Leben wir also mehr in einer unverbindlichen Spiritualität? In der Zeit des medialen TV-Papstes? Der noch seinen körperlichen Niedergang öffentlich zelebriert - weil Bilder stärker als Worte sind? Brauchen wir also nur noch einen unverbindlichen, in Bilder gekleideten Glauben light?

Der Autor diagnostiziert zunächst, dass auf dem Hintergrund von Aufklärung und Demokratie, von Globalisierung und Medialisierung aller Lebensbereiche, im globalisierten Wissen und Selbstverständnis unserer selbst plötzlich alles geht, alles möglich ist, was einer will: Also das „Anything-Goes“ regiert und der ganze Kanon gewachsener, überkommener Traditionen und Werte verloren geht.

Aber ist das alles wirklich so (einfach) ? Leidet nicht eher die Kirche zunächst einfach nur an ihren Mitgliederverlusten. Am verlorenen Einfluss. Verlust von Tradition. Und individualisiert sich der Glaube nicht einfach nur, vielleicht in eine Art humanistische, praktische Ethik mit individuellen Glaubensformen, eine Art individuelle Gnosis? Denn der Autor stellt selber noch fest, dass der einzelne immer als Einzelner vor seinem Gott steht, selbst verantwortlich ist, ob er rechtgläubig ist.
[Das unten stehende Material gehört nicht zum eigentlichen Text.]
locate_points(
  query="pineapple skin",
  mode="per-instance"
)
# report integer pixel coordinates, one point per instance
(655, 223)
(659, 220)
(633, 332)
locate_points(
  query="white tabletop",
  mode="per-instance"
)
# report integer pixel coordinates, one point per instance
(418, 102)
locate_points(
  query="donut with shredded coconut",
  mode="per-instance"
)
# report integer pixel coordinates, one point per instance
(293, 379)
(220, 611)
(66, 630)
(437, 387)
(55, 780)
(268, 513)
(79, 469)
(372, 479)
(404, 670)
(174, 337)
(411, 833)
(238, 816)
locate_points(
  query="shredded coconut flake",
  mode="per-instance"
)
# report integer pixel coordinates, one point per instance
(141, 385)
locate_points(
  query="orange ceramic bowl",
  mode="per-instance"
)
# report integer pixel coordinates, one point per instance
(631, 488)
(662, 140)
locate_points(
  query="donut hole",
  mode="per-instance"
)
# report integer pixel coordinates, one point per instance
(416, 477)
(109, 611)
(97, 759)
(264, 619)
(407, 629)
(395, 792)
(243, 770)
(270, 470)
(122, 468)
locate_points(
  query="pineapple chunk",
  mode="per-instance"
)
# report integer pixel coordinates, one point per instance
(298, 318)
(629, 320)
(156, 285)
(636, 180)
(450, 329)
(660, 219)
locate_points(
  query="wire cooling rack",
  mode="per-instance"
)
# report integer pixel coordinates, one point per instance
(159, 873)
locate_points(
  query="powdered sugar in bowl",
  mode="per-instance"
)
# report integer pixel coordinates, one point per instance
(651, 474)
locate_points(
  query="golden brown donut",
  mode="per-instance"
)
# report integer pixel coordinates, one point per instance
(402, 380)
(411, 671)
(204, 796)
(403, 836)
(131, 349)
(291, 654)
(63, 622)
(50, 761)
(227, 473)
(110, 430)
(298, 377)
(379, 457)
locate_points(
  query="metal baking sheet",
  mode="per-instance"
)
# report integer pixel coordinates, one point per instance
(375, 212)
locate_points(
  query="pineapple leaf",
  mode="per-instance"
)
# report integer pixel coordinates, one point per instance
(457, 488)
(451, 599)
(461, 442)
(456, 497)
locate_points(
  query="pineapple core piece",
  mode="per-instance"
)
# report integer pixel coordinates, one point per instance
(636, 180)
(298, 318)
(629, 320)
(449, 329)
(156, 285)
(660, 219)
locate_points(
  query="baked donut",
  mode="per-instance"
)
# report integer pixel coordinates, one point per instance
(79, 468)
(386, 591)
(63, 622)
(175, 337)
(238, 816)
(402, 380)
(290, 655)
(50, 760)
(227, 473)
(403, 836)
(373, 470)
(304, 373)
Soviel Offenheit, Diskussionsfreude hatte ich im Buch nicht erwartet. Daher halte ich es für einen guten Beitrag und eine durchaus offene Auseinandersetzung mit einer wichtigen Frage. Gerade in einer Zeit, in der, wie der Autor selbst feststellt, in anderen Teilen der Welt Glaube, Liebe und Religion fanatischer als je zuvor „verfolgt“ werden.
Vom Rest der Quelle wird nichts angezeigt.